Einen Rechtsfehler in diesem Sinne enthält das Urteil zu Gunsten des
Angeklagten nicht. Die Strafkammer hat ausreichend dargelegt, weshalb sie
hinsichtlich des Messereinsatzes einen Exzess des Mittäters bejaht hat. Die
weitere Annahme des Tatrichters, dass der Angeklagte auch bis zur Tatbeendigung
keine Kenntnis von den Messerstichen hatte, sondern erst „bei der
nächsten Laterne - etwa 15 Meter entfernt - bemerkte, dass seine Kleidung
blutverschmiert war“, ist nicht völlig lebensfremd und vom Revisionsgericht
noch hinzunehmen.

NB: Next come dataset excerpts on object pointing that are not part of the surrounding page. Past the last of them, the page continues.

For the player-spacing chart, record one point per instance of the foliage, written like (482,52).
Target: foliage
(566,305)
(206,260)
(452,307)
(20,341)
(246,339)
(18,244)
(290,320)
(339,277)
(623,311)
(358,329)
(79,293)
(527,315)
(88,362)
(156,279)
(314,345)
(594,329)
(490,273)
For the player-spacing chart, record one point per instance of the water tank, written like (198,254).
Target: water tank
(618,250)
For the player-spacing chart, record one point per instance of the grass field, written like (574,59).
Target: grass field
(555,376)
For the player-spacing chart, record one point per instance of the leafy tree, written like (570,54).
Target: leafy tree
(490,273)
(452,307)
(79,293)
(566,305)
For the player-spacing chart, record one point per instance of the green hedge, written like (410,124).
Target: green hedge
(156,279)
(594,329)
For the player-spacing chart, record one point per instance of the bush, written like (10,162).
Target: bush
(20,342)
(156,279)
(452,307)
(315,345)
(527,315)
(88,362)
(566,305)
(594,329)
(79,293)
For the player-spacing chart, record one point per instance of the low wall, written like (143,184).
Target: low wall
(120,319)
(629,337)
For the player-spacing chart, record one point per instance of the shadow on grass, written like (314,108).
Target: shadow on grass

Die Strafkammer hat ihre Überzeugung auch darauf gestützt,
dass die am Tatort befindliche Straßenlaterne ausgefallen und es dort
dunkel war, der Angeklagte unter dem Geschädigten lag und die diesem zugefügten
Messerstiche als Schläge deutete, das Messer in den Händen des
Mittäters nicht bemerkte und ihm die Blutflecke an seiner Kleidung nicht
schon bei der anschließenden Durchsuchung des Geschädigten am Tatort,
sondern erst an der nächsten Laterne auffielen und er dort dem Mittäter eine
Ohrfeige versetzte, weil er den Messereinsatz nicht billigte.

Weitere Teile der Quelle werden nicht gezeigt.